The format of the name had many camel case variants, and became NEXTSTEP (all capitals) only at the end of its life. The format most commonly used by "insiders" is NeXTSTEP.

The system had originally started in the mid-1980s as two projects, an effort that would create Display PostScript, and an effort to build a "toolkit" of programming objects for the education market.

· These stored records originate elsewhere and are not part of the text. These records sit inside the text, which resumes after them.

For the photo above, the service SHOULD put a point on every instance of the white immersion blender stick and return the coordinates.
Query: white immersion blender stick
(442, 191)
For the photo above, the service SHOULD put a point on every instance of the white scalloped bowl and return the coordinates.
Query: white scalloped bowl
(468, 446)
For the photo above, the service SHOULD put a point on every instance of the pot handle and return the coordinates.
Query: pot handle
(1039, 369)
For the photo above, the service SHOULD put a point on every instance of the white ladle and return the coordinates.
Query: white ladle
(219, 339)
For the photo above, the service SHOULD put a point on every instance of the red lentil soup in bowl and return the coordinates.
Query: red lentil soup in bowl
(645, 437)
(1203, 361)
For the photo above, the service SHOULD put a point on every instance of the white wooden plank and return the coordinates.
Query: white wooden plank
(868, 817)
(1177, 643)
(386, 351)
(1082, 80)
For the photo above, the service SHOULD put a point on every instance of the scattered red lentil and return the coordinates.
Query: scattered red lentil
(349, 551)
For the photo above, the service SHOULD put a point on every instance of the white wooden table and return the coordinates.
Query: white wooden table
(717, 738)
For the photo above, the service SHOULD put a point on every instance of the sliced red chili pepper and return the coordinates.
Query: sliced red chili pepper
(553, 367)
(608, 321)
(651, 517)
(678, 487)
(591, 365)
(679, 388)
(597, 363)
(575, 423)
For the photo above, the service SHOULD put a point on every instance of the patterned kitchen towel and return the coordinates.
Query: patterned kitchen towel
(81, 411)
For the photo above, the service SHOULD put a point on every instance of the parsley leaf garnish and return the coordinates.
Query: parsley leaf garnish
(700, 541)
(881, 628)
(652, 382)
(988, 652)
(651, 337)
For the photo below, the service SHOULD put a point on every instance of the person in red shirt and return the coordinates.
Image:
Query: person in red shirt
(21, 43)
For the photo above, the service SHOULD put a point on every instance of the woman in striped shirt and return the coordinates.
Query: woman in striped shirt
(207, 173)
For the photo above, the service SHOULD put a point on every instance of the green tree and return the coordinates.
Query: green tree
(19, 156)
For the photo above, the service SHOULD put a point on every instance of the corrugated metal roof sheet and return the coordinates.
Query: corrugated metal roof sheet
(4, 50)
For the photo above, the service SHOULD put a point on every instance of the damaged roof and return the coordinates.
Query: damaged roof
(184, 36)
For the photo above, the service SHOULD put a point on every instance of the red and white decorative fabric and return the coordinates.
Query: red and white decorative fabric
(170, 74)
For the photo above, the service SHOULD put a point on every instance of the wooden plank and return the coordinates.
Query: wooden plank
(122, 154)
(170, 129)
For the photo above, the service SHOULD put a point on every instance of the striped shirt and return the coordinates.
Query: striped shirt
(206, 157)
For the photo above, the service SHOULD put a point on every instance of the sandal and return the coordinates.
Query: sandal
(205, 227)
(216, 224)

When it became clear that the computers and operating systems of the day were not up to the task of running either, the projects were combined, along with a hardware effort, and eventually created the NeXT computers.

NeXTSTEP was a combination of several parts:

  1. a Unix-like operating system based on the Mach kernel, plus source code from UC Berkeley's BSD Unix
  2. Display PostScript and a windowing engine
  3. the Objective-C language and runtime
  4. an object-oriented application layer, including several "kits"
  5. development tools for the OO layers

The key to NeXTSTEP's fame were the last three items. The toolkits offered incredible power, and were used to build all of the software on the machine. Distinctive features of the Objective C language made the writing of applications with NeXTSTEP far easier than on many competing systems, and the system was often pointed to as a paragon of computer development, even a decade later.

Additional kits were added to the product line to make the system more attractive. This included Portable Distributed Objects (PDO), which allowed easy remote invocation, and Enterprise Objects Framework, a powerful object-relational[?] database system. These kits made the system particularly interesting to custom application programmers, and NeXTSTEP had a long history in the financial programming[?] community.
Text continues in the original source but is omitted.